Friday, April 11, 2008

Fund of Fund Overfitting

Spurred by self-promoter Harry Kat, for some reason people think you can replicate a hedge fund merely by back-fitting a fund's return, a vector of probably no more than 100 data points, against 78 or so futures time series. This is kitchen-sink regression analysis at its worst: overfit, with little predictive power but a really high R2! Anyway, Mr. Kat somehow convinced several people with more money than brains to apply his proprietary "FundCreator' software, that is described as follows: "In essence, this means our strategies go back to the famous Black-Scholes option pricing model, which is well-tested in practice and which forms the foundation of today’s trillion dollar derivatives industry." Black-Scholes! There's a manipulative argument by authority.

In my never-ending litigation from the Dark Side, the judge at one point said: "I was reading the New Yorker, and Harry Kat seems like an expert on Hedge Funds. Why can't we ask him about this?" Not good.

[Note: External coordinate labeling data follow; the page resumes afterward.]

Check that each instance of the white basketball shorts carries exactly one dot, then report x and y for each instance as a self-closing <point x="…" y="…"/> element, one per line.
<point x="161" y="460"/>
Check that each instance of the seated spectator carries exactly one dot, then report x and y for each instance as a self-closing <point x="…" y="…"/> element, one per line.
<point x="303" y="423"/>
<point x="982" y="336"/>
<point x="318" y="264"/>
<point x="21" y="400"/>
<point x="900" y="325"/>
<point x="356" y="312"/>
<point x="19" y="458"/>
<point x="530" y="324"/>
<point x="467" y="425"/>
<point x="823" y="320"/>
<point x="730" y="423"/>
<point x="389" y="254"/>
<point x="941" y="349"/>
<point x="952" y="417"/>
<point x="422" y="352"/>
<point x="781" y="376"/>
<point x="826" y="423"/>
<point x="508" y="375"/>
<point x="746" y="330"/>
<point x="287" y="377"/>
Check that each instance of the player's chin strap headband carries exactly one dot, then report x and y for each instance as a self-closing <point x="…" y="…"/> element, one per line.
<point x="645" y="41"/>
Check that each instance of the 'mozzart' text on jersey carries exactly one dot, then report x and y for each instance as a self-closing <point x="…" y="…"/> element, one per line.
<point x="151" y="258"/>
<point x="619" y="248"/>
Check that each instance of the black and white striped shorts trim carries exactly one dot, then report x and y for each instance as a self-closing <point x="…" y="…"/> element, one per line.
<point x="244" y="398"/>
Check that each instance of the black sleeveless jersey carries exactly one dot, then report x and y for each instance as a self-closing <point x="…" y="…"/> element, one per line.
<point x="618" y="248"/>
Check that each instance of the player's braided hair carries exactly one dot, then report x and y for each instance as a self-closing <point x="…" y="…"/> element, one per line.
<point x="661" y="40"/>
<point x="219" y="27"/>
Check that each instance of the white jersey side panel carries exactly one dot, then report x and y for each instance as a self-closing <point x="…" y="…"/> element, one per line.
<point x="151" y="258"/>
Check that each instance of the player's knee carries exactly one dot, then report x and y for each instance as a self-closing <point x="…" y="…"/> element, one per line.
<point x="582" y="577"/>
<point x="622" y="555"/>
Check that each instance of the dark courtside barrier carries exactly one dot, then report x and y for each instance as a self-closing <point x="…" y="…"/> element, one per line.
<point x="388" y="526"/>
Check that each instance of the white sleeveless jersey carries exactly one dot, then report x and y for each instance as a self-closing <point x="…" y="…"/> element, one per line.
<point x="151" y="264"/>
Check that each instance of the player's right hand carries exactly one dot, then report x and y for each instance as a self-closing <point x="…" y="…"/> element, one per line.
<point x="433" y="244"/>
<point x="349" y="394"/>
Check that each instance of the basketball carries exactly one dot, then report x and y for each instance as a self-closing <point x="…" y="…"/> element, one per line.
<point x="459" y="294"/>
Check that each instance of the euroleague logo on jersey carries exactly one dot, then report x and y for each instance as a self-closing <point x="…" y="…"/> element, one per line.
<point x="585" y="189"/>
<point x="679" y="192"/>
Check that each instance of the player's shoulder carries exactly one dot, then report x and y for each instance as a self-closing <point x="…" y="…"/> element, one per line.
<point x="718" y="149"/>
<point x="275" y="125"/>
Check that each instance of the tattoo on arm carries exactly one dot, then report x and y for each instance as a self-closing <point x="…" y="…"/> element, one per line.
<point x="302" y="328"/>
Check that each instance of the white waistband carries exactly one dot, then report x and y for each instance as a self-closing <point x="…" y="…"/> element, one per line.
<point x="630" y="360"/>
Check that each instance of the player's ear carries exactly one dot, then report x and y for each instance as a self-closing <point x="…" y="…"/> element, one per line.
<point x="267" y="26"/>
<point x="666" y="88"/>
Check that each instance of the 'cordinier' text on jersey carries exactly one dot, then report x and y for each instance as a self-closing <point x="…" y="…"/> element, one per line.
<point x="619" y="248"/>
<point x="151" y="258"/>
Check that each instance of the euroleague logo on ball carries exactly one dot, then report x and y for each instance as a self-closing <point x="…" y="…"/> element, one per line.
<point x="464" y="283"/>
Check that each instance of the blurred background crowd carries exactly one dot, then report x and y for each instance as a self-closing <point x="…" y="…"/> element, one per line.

But anyway, it seems overfitting is a common vice in that it is so tempting, in that something that fits a set of data 'could' be the model driving it. This error is especially common for those with natural science backgrounds, because small samples aren't really a problem to physicists and chemists ,and so they don't develop any intuition for these issues. Thus, I got this copyrighted white paper, so I can't post it, but it's free, and I got it at Albourne Village. Its Fund of Hedge Fund Portfolio Risk, by Investor Analytics. It tries, like Kat, to reverse engineer a fund via throwing a bunch of time series against it. The paper notes, "most FoHF managers use a minimum of 24 data points (2 years of monthly returns), but 36 data points is generally preferred". Hey, after 30 datapoints, a Student's T distribution approximates a Gaussian distribution, so... Anyway, they give an example with 29 datapoints. They find a 0.8 R2 using a combination of aluminum, precious metal, natural gas, and gas oil futures, and the square of crude oil. They note that they used the square of crude oil because the initial set of factors included cocoa, and they portfolio managers don't trade cocoa. OK. so you have 3 highly correlated inputs (gaus, oil, oil^2) and then a precious metal and an industrial one. I wonder what random set of commodity futures best explain the S&P over the past 29 months? I'm sure there is a set.

I thought, who writes this stuff? And I go to Investor Analytics website, and the CEO is described as follows:
Damian received his undergraduate degree from the University of Pennsylvania and his doctorate in nuclear physics while working at the National Superconducting Cyclotron Laboratory in Michigan.

2 Cheers for economics. The experience with time series, and the limitations of Keynesian macro models, leading economic indicators, Kalman filters, Vector Autoregressions, prevents us from wasting time this way. Or at least it should.